With biocontrol and IPM, prevention is your ticket to success — especially if you have a budget. Call your biocontrol/IPM supplier as soon as you plant, even beforehand. I know you probably won’t have pests at that time, but that’s the whole point. With biocontrols and the whole mentality of IPM and the Green Methods, you can’t wait until the last minute. In fact, it’s best to act in the first minute. Biocontrol agents, unlike chemical pesticides, will look for trouble. They’ll scour your crops. To them trouble is a good thing, at least when it’s our definition of trouble: pests. To the good bugs, your pests mean a future, one with food, security and general well-being for their offspring. And if they can’t find trouble right there in your plants, they’ll go outward and beyond hoping to score. If pests are not in your crop, but on its periphery, they’ll go to them. Systemic chemicals can move through a plant; biocontrol agents can move through a field — let them. If they can’t locate pests it means they’re not there to find. Good bugs will die trying to be good bugs, literally.

Patience

When pests are found by you, the grower, for whatever reason (maybe you couldn’t use a preventive agent or just didn’t know), you should act quickly. Order the right controls right now! But don’t, however, expect your biocontrols to act quickly. They usually don’t. They have to acclimate to their new surroundings, locate their food or their hosts and then act. Especially when dealing with parasitoids-versus predators, which eat the pests-as they often have to mate first, then lay eggs in the pests before results can be expected (which is why parasitoids are typically used preventively while predators are often used curatively-though not always). Patience is required. No more instant gratification of watching pests keeling over and dying as the poison touches them. Though sometimes some of the predatory insects will perform for you by eating some pests upon release. Sometimes.

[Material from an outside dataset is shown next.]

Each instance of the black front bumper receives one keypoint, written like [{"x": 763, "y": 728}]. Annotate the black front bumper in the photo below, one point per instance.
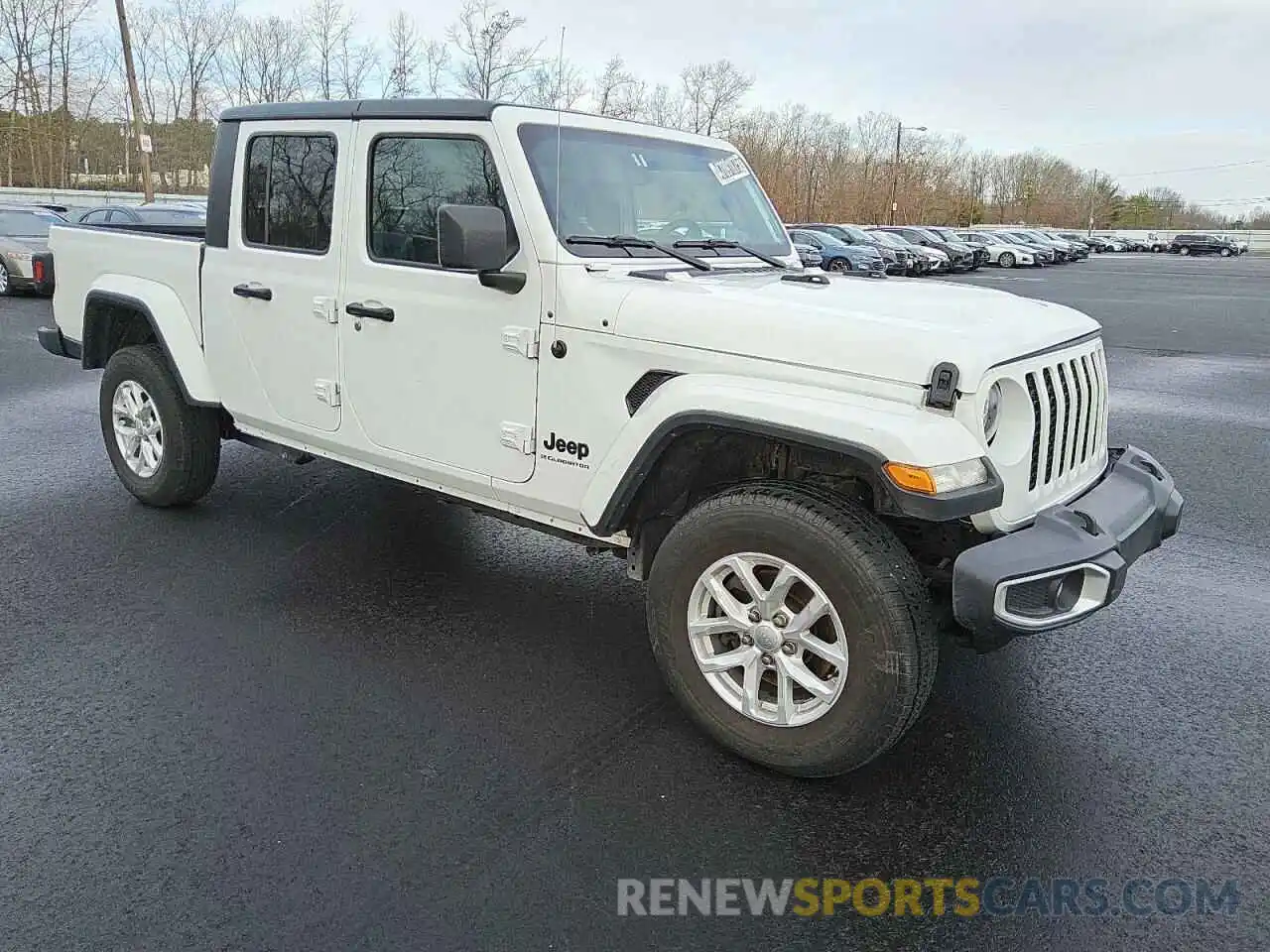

Another area where patience has a role is in the general concept of learning the Green Methods. Remember the learning curve I told you about? Don’t be too hard on yourself if you don’t get it all down pat in the first year. Especially if you’re not a neophyte to growing, where unlearning is also a necessary part of the process. Remember this: many, many growers have told me, after their initial struggles (of one or two years), that the Green Methods, employing the measures of biocontrol and integrated pest management, “have been some of the most rewarding experiences they’ve earned.” They tell how “the bugs work better than anything they’ve tried before,” and how they are “actually saving money.” I don’t believe the main thrust of biocontrol is perpetuating sustainability or saving money — though those things always looks good on paper — but it does pay. It pays, over time (after the struggles pass), monetarily, and in many other ways. Some ways may be intangible, while some ways are more tangible, more real, more today. Others may save lives. Just be patient. How’s that saying go? Good things come to those who wait. And please excuse me if I’m, again, beginning to wax philosophical.

Perseverance

Hand in hand with patience is perseverance. In other words: don’t get ticked off and frustrated if success doesn’t jump you in the street and cover you with kisses, just shrug off the lumps the best you can, believe and persevere. Keep going. Patience is a short-term thing; perseverance is more of a long-term thing.